If property that you will relinquish in an upcoming like-kind exchange is currently owned directly by you as an individual, you can set up a new disregarded SMLLC to receive the replacement property. The exchange will still qualify for tax-deferred treatment under the like-kind exchange rules, because both the relinquished and replacement properties are considered owned directly by you as an individual for federal income tax purposes. However under applicable state law, the SMLLC will protect you from liabilities associated with the replacement property, because you personally will never appear in the chain of title.
Disregarded SMLLCs owned by partnerships and other LLCs can deliver the same legal and tax benefits. For an IRS primer on like-kind exchanges, see Like-Kind Exchanges Under IRC Code Section 1031.
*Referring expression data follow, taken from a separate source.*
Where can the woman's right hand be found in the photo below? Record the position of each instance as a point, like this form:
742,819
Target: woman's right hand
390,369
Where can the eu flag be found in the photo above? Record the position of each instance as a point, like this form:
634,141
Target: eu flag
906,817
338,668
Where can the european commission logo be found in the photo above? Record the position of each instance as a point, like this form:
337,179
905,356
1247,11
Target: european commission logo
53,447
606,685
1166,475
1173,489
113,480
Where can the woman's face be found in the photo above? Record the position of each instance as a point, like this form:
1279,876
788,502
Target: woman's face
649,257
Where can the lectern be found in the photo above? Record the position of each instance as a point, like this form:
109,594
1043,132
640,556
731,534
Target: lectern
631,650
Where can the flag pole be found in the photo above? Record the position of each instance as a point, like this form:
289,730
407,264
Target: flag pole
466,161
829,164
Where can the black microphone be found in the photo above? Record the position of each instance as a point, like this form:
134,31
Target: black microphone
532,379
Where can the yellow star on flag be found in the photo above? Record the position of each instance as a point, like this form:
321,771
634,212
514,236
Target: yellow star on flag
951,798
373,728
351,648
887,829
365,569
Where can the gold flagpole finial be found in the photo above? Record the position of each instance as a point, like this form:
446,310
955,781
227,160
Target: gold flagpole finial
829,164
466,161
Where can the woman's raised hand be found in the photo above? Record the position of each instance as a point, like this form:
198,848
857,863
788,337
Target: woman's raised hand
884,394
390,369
Don’t overlook state and local tax implications...
While disregarded SMLLCs work great as real estate ownership vehicles under the federal income tax rules, there might be adverse state and local tax considerations. For example, Texas SMLLCs with incomes above certain levels must pay the state’s franchise tax (similar to a corporate income tax). Fortunately, the tax will not be a big number in most cases. Even if a disregarded SMLLC isn’t required to pay any state tax, it may still have to pay an annual registration fees and file some paperwork.
The bottom line
You now understand the liability protection and federal income tax advantages of using a disregarded SMLLC as a real estate ownership vehicle. Even so, please consult a tax pro before taking action. I want you to understand exactly what you are getting into.
Plus: Disregarded SMLLCs must pay certain federal taxes in their own names
While disregarded SMLLCs are ignored for federal income tax purposes, they are treated as separate taxpayers for federal employment tax purposes and for certain federal excise tax purposes. Specifically:
* Disregarded SMLLCs are treated as separate corporations for federal employment tax purposes. As such they must withhold Social Security and Medicare taxes (FICA taxes) from employee paychecks, pay the employer’s half of Social Security and Medicare taxes, pay federal unemployment tax, and withhold federal income tax from employee paychecks — just like any other corporate employer. The must also file federal payroll tax returns just like any other employer. However none of this matters if the SMLLC has no employees.
* Disregarded SMLLCs must also pay certain federal excise taxes and file Form 720 (Quarterly Federal Excise Tax Return) just like any other taxpayer. However these excise taxes are unlikely to apply to an SMLLC used just to own real estate.